Güzel Ana, devrimcileri, düşüncelerini çocuklarından önce tanısa da; ev, eş, çocuklar, torunlar… Onu çevreleyen sorumluluklar nedeniyle körelmedi, geri durmadı. Toplumun, sistemin kadına yüklediği “görev”lere rağmen yüzünü hep alanlara döndü. Bir ana olarak bir avuç bulguruyla yoksulluğa meydan okuyan çorbalar pişirmedi sadece, devrimcilerin anası olarak düşman saldırısının hapishanelerde ayyuka çıktığı; devrimci ve komünistlerin bedenini ölüme yatırdığı 96 ölüm oruçları başladığında, o da dışarıda eylemlere katılanlar arasında yerini aldı.

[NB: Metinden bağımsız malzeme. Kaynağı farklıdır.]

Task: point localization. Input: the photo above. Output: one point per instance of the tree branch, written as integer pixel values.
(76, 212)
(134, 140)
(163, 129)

Gönlü Partizancılarda olsa da, düşmanın sokağa çıkmayı yasakladığı süreçlerde Güzel Ana bütün devrimcilerin, hakkını arayanların yanında olarak gaza, jopa karşı alanlarda oldu.
Suyunu ezilen emekçi halklardan, güneşini devrime devrimcilere inancından alan Güzel Ana’yı ölümsüzlüğe uğurladık.
Analar çocuklarını ne aç ne de açıkta bırakır; o yanımızda olmasa da onun binbir emekle büyüttüğü mücadele azmine omzumuzu dayayarak çatışacağız alanlarda, her bahar yaprağa duracağız. Onun dallarında tutunarak çoğalacağız.
Kökleri toprakla buluşsa da, çekik güzel gözleri üzerimizde, el sallarken bizlere devrimin müjdesini beklediğini fısıldıyor.
O fısıltıyı dışarıda tabutuna omuz verenler, silah elde savaşanlar ve biz tutsaklar duyduğuna göre, boşa harcayacak zamanımız yok!
Kavgamızın çınarı Güzel Ana ve nice emekçi, devrimci anaların öfkesi katilleri boğana dek, mücadeleye devam!